Key Insight: Moving from 1 output (binary classification) to 4 outputs (multi-class) increases parameters significantly. The hidden-to-output weights go from 4x1 = 4 (in XOR) to 4x4 = 16 (in quadrant), a 4x increase in that layer alone.

Classification Examples:

Input (x, y)  | Quadrant | One-Hot Output
--------------+----------+------------------
( 1.0,  1.0)  |    I     | [1, 0, 0, 0]
(-1.0,  1.0)  |   II     | [0, 1, 0, 0]
(-1.0, -1.0)  |   III    | [0, 0, 1, 0]
( 1.0, -1.0)  |   IV     | [0, 0, 0, 1]

This example shows that even though the problem is linearly separable (you can divide the plane with two lines at x=0 and y=0), the one-hot encoding and multiple outputs create additional complexity compared to simpler binary problems.

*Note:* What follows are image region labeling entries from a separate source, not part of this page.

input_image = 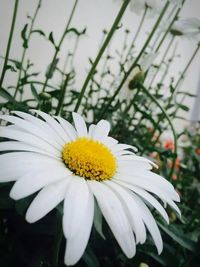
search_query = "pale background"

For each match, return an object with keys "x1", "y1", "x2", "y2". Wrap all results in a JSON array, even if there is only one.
[{"x1": 0, "y1": 0, "x2": 200, "y2": 128}]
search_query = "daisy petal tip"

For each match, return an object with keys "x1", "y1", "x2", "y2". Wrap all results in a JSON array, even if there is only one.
[
  {"x1": 9, "y1": 187, "x2": 20, "y2": 200},
  {"x1": 25, "y1": 214, "x2": 37, "y2": 223}
]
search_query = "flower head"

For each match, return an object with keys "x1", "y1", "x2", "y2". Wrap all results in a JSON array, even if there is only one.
[{"x1": 0, "y1": 111, "x2": 180, "y2": 265}]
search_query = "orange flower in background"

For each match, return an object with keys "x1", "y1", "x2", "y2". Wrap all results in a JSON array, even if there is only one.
[
  {"x1": 168, "y1": 158, "x2": 180, "y2": 170},
  {"x1": 164, "y1": 139, "x2": 174, "y2": 151},
  {"x1": 172, "y1": 174, "x2": 178, "y2": 181},
  {"x1": 196, "y1": 147, "x2": 200, "y2": 156}
]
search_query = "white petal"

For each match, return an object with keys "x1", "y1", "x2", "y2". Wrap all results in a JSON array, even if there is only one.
[
  {"x1": 94, "y1": 203, "x2": 106, "y2": 239},
  {"x1": 0, "y1": 126, "x2": 60, "y2": 156},
  {"x1": 0, "y1": 152, "x2": 64, "y2": 182},
  {"x1": 88, "y1": 181, "x2": 135, "y2": 258},
  {"x1": 106, "y1": 181, "x2": 146, "y2": 244},
  {"x1": 112, "y1": 144, "x2": 137, "y2": 154},
  {"x1": 117, "y1": 160, "x2": 152, "y2": 171},
  {"x1": 93, "y1": 120, "x2": 110, "y2": 141},
  {"x1": 63, "y1": 176, "x2": 91, "y2": 238},
  {"x1": 72, "y1": 112, "x2": 87, "y2": 137},
  {"x1": 114, "y1": 177, "x2": 180, "y2": 218},
  {"x1": 0, "y1": 141, "x2": 60, "y2": 158},
  {"x1": 26, "y1": 178, "x2": 70, "y2": 223},
  {"x1": 116, "y1": 170, "x2": 180, "y2": 202},
  {"x1": 65, "y1": 186, "x2": 94, "y2": 265},
  {"x1": 0, "y1": 115, "x2": 61, "y2": 149},
  {"x1": 120, "y1": 186, "x2": 169, "y2": 223},
  {"x1": 31, "y1": 110, "x2": 69, "y2": 144},
  {"x1": 55, "y1": 116, "x2": 77, "y2": 141},
  {"x1": 88, "y1": 124, "x2": 96, "y2": 138},
  {"x1": 10, "y1": 167, "x2": 71, "y2": 200},
  {"x1": 117, "y1": 155, "x2": 157, "y2": 168},
  {"x1": 101, "y1": 136, "x2": 118, "y2": 148},
  {"x1": 132, "y1": 194, "x2": 163, "y2": 254}
]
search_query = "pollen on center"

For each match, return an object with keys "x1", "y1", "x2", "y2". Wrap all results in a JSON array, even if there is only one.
[{"x1": 62, "y1": 137, "x2": 117, "y2": 181}]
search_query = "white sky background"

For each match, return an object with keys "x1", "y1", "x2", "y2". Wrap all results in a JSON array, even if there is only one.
[{"x1": 0, "y1": 0, "x2": 200, "y2": 129}]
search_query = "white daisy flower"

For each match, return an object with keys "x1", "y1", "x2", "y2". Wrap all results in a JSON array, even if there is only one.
[{"x1": 0, "y1": 111, "x2": 180, "y2": 265}]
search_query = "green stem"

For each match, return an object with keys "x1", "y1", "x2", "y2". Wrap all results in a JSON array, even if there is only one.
[
  {"x1": 159, "y1": 39, "x2": 178, "y2": 84},
  {"x1": 99, "y1": 1, "x2": 169, "y2": 118},
  {"x1": 0, "y1": 0, "x2": 19, "y2": 90},
  {"x1": 51, "y1": 210, "x2": 63, "y2": 267},
  {"x1": 13, "y1": 0, "x2": 42, "y2": 98},
  {"x1": 55, "y1": 74, "x2": 70, "y2": 116},
  {"x1": 174, "y1": 43, "x2": 200, "y2": 94},
  {"x1": 42, "y1": 0, "x2": 78, "y2": 92},
  {"x1": 149, "y1": 36, "x2": 175, "y2": 88},
  {"x1": 144, "y1": 42, "x2": 200, "y2": 151},
  {"x1": 124, "y1": 6, "x2": 148, "y2": 64},
  {"x1": 24, "y1": 81, "x2": 58, "y2": 90},
  {"x1": 140, "y1": 84, "x2": 177, "y2": 179},
  {"x1": 74, "y1": 0, "x2": 130, "y2": 112},
  {"x1": 112, "y1": 88, "x2": 140, "y2": 134},
  {"x1": 155, "y1": 0, "x2": 186, "y2": 53}
]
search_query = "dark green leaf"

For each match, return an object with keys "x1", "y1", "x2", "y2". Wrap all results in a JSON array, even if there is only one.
[
  {"x1": 49, "y1": 32, "x2": 56, "y2": 46},
  {"x1": 158, "y1": 222, "x2": 195, "y2": 251},
  {"x1": 45, "y1": 58, "x2": 59, "y2": 79},
  {"x1": 31, "y1": 83, "x2": 39, "y2": 101}
]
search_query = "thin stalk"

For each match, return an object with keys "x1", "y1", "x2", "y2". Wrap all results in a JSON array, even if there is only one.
[
  {"x1": 42, "y1": 0, "x2": 78, "y2": 92},
  {"x1": 100, "y1": 1, "x2": 169, "y2": 118},
  {"x1": 174, "y1": 43, "x2": 200, "y2": 94},
  {"x1": 124, "y1": 6, "x2": 148, "y2": 64},
  {"x1": 159, "y1": 39, "x2": 178, "y2": 84},
  {"x1": 13, "y1": 0, "x2": 42, "y2": 98},
  {"x1": 112, "y1": 88, "x2": 140, "y2": 134},
  {"x1": 152, "y1": 44, "x2": 200, "y2": 140},
  {"x1": 24, "y1": 81, "x2": 58, "y2": 90},
  {"x1": 0, "y1": 0, "x2": 19, "y2": 90},
  {"x1": 74, "y1": 0, "x2": 130, "y2": 112},
  {"x1": 149, "y1": 36, "x2": 175, "y2": 88},
  {"x1": 140, "y1": 84, "x2": 177, "y2": 179},
  {"x1": 155, "y1": 0, "x2": 186, "y2": 52},
  {"x1": 55, "y1": 73, "x2": 70, "y2": 116}
]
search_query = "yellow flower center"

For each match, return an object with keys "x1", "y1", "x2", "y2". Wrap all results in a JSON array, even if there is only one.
[{"x1": 62, "y1": 137, "x2": 117, "y2": 181}]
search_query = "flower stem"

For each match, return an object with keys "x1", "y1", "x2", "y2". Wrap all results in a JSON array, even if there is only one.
[
  {"x1": 124, "y1": 6, "x2": 148, "y2": 64},
  {"x1": 55, "y1": 74, "x2": 70, "y2": 116},
  {"x1": 140, "y1": 84, "x2": 177, "y2": 179},
  {"x1": 42, "y1": 0, "x2": 78, "y2": 92},
  {"x1": 0, "y1": 0, "x2": 19, "y2": 90},
  {"x1": 74, "y1": 0, "x2": 130, "y2": 112},
  {"x1": 13, "y1": 0, "x2": 42, "y2": 98},
  {"x1": 149, "y1": 36, "x2": 175, "y2": 88},
  {"x1": 99, "y1": 1, "x2": 169, "y2": 118}
]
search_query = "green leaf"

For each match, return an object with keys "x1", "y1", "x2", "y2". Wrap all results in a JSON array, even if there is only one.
[
  {"x1": 158, "y1": 222, "x2": 195, "y2": 251},
  {"x1": 31, "y1": 83, "x2": 40, "y2": 101},
  {"x1": 48, "y1": 32, "x2": 56, "y2": 47},
  {"x1": 177, "y1": 104, "x2": 190, "y2": 111},
  {"x1": 0, "y1": 88, "x2": 16, "y2": 103},
  {"x1": 45, "y1": 58, "x2": 59, "y2": 79}
]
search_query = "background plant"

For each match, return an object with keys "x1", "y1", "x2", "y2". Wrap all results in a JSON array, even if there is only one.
[{"x1": 0, "y1": 0, "x2": 200, "y2": 267}]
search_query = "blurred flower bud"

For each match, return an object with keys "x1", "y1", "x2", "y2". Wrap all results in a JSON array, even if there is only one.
[{"x1": 128, "y1": 70, "x2": 144, "y2": 90}]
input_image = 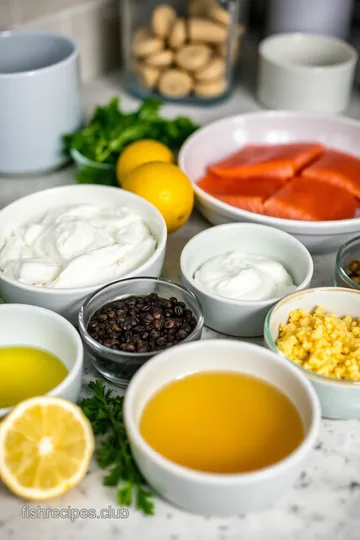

2-bit Binary Adder Visualization

Architecture: [4, 8, 3] - Total Parameters: 67 (56 weights + 11 biases)

The 2-bit binary adder demonstrates arithmetic learning - the network learns to perform addition by discovering the rules of binary arithmetic through training. This is a significant complexity increase, more than doubling the parameters from the quadrant classifier.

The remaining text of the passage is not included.